E segue o vírus circulando livremente incentivado pelas nossas idiossincrasias políticas e sociais. Mais do que livremente, circula com todo o auxílio possível e imaginável: não temos vacinas suficientes, a população é desinformada cotidianamente para não usar máscara, não fazer distanciamento social e, ainda, para fazer carreatas e aglomerar sem máscaras contra medidas de restrição da circulação indispensáveis ao reestabelecimento dos serviços de saúde.
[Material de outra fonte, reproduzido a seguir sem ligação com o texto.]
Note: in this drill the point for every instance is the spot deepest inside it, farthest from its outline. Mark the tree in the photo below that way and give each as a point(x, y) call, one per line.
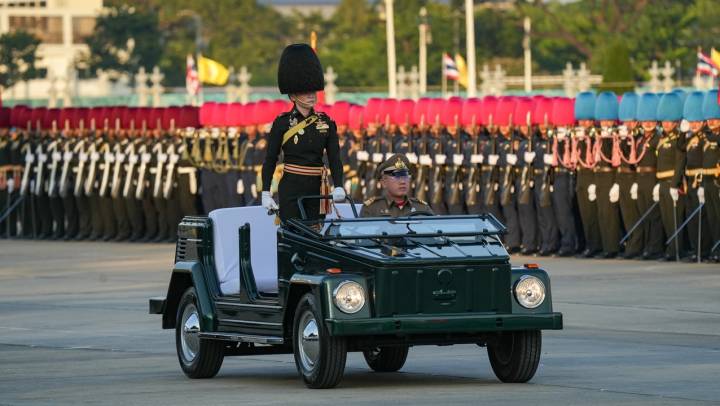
point(124, 40)
point(18, 56)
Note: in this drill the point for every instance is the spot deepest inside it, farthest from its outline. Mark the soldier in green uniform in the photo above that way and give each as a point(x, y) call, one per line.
point(394, 175)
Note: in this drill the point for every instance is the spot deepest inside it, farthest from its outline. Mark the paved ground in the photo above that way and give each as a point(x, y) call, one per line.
point(74, 329)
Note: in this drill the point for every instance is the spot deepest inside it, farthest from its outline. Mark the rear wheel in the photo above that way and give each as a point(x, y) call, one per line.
point(199, 357)
point(386, 359)
point(319, 357)
point(515, 355)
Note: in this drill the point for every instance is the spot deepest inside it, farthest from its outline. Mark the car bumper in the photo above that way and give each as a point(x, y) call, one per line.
point(444, 324)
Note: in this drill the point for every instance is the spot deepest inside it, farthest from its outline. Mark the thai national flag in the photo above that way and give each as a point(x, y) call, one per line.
point(450, 67)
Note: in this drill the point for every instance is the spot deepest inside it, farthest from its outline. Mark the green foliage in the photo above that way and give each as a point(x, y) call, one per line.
point(125, 39)
point(18, 56)
point(617, 71)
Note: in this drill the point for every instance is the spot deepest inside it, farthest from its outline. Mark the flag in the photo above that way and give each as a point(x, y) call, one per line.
point(212, 72)
point(192, 84)
point(705, 65)
point(462, 70)
point(450, 68)
point(715, 57)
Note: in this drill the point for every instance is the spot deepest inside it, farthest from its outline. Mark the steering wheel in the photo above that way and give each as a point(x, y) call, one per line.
point(420, 213)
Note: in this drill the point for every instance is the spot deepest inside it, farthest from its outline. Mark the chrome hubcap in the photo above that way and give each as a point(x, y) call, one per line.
point(189, 336)
point(308, 339)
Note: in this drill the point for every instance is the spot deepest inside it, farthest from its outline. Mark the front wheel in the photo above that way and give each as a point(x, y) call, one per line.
point(386, 359)
point(319, 357)
point(515, 355)
point(199, 357)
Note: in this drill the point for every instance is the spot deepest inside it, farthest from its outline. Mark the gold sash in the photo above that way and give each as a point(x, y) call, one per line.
point(297, 127)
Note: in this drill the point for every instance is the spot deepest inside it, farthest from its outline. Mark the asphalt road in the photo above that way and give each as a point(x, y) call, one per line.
point(74, 329)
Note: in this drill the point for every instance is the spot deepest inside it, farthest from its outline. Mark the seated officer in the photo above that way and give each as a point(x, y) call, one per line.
point(394, 176)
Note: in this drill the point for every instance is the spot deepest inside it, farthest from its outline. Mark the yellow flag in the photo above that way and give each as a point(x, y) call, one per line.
point(462, 70)
point(715, 56)
point(212, 72)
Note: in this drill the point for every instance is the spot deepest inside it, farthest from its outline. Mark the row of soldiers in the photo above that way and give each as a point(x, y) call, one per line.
point(552, 169)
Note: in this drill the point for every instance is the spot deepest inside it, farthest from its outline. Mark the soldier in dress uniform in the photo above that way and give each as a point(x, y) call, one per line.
point(585, 189)
point(606, 188)
point(626, 176)
point(711, 171)
point(695, 140)
point(394, 174)
point(670, 172)
point(304, 137)
point(651, 230)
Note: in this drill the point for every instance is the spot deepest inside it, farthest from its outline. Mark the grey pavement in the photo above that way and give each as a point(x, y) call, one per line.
point(74, 330)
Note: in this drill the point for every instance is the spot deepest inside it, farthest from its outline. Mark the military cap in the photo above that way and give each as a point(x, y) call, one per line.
point(647, 107)
point(396, 165)
point(585, 106)
point(299, 70)
point(692, 110)
point(606, 106)
point(711, 107)
point(670, 107)
point(628, 107)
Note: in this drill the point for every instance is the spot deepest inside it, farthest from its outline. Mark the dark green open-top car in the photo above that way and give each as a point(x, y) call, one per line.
point(318, 289)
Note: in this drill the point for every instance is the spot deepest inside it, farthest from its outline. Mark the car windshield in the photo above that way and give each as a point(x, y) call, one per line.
point(425, 226)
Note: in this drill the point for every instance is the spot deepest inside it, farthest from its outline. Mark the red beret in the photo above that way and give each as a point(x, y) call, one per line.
point(487, 110)
point(523, 107)
point(563, 111)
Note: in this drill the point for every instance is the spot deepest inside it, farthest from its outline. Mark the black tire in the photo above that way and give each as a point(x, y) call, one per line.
point(321, 366)
point(206, 356)
point(386, 359)
point(515, 355)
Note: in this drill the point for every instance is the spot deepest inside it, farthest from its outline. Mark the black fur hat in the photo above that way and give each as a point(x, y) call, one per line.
point(299, 70)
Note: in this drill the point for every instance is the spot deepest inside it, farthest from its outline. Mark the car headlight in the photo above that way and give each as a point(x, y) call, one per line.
point(529, 291)
point(349, 297)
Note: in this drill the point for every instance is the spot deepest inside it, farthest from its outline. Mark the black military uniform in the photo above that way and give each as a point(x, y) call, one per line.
point(303, 140)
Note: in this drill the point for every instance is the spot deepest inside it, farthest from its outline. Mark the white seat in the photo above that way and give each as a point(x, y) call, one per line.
point(263, 245)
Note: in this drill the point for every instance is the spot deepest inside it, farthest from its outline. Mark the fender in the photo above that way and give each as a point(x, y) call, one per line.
point(184, 275)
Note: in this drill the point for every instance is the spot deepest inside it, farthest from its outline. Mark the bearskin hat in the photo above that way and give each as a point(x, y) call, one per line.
point(299, 70)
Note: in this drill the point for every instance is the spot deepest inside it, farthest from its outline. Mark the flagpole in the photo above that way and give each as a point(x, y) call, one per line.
point(470, 41)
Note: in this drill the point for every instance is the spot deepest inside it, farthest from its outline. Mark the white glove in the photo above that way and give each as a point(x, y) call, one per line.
point(268, 202)
point(633, 191)
point(458, 159)
point(614, 193)
point(592, 195)
point(562, 133)
point(623, 131)
point(492, 159)
point(338, 194)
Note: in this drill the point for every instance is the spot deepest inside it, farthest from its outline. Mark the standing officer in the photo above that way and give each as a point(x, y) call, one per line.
point(711, 170)
point(394, 174)
point(670, 172)
point(303, 136)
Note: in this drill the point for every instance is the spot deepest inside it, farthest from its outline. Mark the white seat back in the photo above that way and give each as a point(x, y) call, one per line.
point(263, 245)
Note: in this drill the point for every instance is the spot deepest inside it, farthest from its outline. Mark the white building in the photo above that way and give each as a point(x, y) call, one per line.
point(62, 26)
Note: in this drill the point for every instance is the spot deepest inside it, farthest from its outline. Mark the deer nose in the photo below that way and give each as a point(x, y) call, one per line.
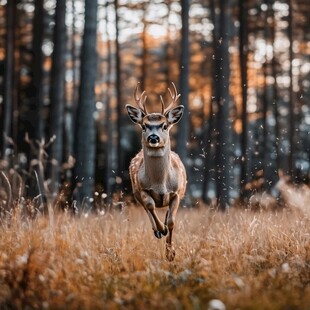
point(153, 138)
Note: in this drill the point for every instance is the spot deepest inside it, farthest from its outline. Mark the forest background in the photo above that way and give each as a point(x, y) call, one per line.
point(68, 68)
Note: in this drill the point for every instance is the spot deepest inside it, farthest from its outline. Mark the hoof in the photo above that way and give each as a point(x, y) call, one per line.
point(170, 253)
point(165, 232)
point(158, 234)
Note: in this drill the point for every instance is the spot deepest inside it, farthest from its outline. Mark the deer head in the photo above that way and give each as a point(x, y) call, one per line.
point(155, 126)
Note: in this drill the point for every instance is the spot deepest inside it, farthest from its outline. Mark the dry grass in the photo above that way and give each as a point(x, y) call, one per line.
point(249, 260)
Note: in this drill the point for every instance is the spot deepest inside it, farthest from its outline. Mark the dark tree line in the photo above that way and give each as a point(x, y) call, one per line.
point(69, 67)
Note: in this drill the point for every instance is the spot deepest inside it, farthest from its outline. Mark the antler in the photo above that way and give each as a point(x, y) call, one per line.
point(174, 98)
point(140, 100)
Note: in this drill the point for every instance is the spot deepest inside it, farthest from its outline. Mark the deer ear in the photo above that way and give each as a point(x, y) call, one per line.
point(136, 115)
point(174, 115)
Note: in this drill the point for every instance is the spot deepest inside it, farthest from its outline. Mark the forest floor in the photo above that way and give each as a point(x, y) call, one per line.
point(246, 259)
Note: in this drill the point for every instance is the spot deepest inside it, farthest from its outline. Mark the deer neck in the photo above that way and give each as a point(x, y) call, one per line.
point(157, 163)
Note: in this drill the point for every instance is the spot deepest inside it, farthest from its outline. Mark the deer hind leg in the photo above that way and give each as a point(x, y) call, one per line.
point(170, 220)
point(160, 229)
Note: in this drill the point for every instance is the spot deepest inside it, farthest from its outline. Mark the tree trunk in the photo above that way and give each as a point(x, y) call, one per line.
point(119, 152)
point(224, 124)
point(291, 157)
point(183, 126)
point(38, 26)
point(85, 123)
point(57, 95)
point(243, 54)
point(6, 131)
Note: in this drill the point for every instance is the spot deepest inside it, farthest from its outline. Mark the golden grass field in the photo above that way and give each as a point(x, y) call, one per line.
point(246, 259)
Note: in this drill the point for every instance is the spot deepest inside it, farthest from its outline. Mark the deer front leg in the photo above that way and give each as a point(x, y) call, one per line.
point(170, 220)
point(158, 226)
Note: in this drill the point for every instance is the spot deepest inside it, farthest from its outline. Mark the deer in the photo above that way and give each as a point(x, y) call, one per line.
point(158, 176)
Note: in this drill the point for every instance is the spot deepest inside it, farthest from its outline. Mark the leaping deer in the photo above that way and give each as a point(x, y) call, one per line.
point(158, 176)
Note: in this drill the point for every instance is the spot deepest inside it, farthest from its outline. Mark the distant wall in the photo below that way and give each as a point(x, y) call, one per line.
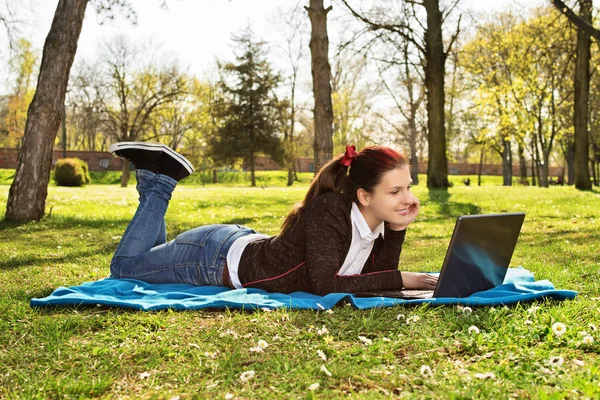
point(104, 161)
point(96, 160)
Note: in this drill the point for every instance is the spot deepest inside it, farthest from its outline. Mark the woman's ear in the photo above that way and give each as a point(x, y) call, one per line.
point(363, 197)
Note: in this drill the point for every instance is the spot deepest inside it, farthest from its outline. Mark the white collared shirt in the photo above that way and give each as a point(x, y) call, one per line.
point(360, 248)
point(362, 242)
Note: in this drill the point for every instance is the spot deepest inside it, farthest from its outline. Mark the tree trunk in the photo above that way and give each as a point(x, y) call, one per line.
point(545, 168)
point(534, 174)
point(414, 159)
point(28, 192)
point(124, 172)
point(582, 88)
point(435, 58)
point(321, 74)
point(506, 163)
point(570, 159)
point(480, 165)
point(252, 176)
point(522, 164)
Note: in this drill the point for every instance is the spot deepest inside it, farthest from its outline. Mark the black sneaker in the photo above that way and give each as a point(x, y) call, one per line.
point(154, 157)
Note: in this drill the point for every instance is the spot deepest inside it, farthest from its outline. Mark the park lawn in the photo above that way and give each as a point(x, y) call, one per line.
point(74, 352)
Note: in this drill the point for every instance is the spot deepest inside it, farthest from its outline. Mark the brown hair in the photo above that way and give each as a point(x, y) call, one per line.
point(366, 172)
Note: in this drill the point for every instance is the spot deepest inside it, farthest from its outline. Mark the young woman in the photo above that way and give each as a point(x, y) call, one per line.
point(345, 236)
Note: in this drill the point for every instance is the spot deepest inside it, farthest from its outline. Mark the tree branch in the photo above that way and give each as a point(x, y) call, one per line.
point(575, 19)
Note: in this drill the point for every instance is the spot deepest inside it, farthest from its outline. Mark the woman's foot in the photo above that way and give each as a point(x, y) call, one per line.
point(154, 157)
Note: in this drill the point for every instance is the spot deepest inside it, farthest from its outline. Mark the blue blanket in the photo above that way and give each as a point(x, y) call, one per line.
point(519, 286)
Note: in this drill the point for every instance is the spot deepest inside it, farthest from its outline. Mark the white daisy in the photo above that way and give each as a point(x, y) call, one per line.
point(323, 331)
point(144, 375)
point(246, 376)
point(487, 375)
point(321, 354)
point(426, 371)
point(533, 309)
point(473, 330)
point(325, 370)
point(559, 328)
point(556, 361)
point(366, 340)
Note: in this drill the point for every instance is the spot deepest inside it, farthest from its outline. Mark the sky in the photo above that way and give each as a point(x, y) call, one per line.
point(195, 32)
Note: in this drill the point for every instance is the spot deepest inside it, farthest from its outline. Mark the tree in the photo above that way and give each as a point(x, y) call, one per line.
point(248, 109)
point(137, 91)
point(431, 45)
point(520, 69)
point(321, 74)
point(580, 147)
point(407, 90)
point(14, 114)
point(28, 191)
point(292, 27)
point(27, 194)
point(351, 96)
point(582, 90)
É uma campanha oficial em prol do vírus, contra a vida e contra os pobres. Fazer o quê? Não há leitos suficientes e, mesmo que houvesse leitos, faltariam respiradores e, mesmo que houvesse respiradores, faltaria oxigênio, e mesmo que houvesse oxigênio, os profissionais da saúde estão exaustos, e mesmo que não estivessem exaustos, faltariam outros insumos. Não há o que fazer, melhor pensar que de fato é uma gripezinha, pois parar para perceber o  “Real” nos leva a desistir. A economia não pode parar…

Resta a pergunta incômoda de Primo Levi: É isto um homem? Não ignoremos, contudo, que Levi foi vítima de um movimento nacionalista nazifascista. E os milhões de  brasileiros do “brasil” destituídos, desamparados, vilipendiados pelo Brasil são vítimas do que e, de quem? Refugiados e, exilados na própria pátria, concluamos com a poesia de Gonçalves Dias: Minha terra tem palmeiras,/Onde canta o Sabiá;/As aves, que aqui gorjeiam,/Não gorjeiam como lá./Nosso céu tem mais estrelas,/Nossas várzeas têm mais flores,/Nossos bosques têm mais vida,/Nossa vida mais amores./Em cismar, sozinho, à noite,/Mais prazer encontro eu lá;/ Minha terra tem palmeiras,/Onde canta o Sabiá./Minha terra tem primores,/Que tais não encontro eu cá;/Em cismar – sozinho, à noite,/Mais prazer encontro eu lá;/Minha terra tem palmeiras,/Onde canta o Sabiá./Não permita Deus que eu morra,/Sem que volte para lá;/Sem que desfrute os primores/ Que não encontro por cá;/Sem qu’inda aviste as palmeiras,/ Onde canta o Sabiá. (CANÇÃO DO EXÍLIO – Gonçalves Dias).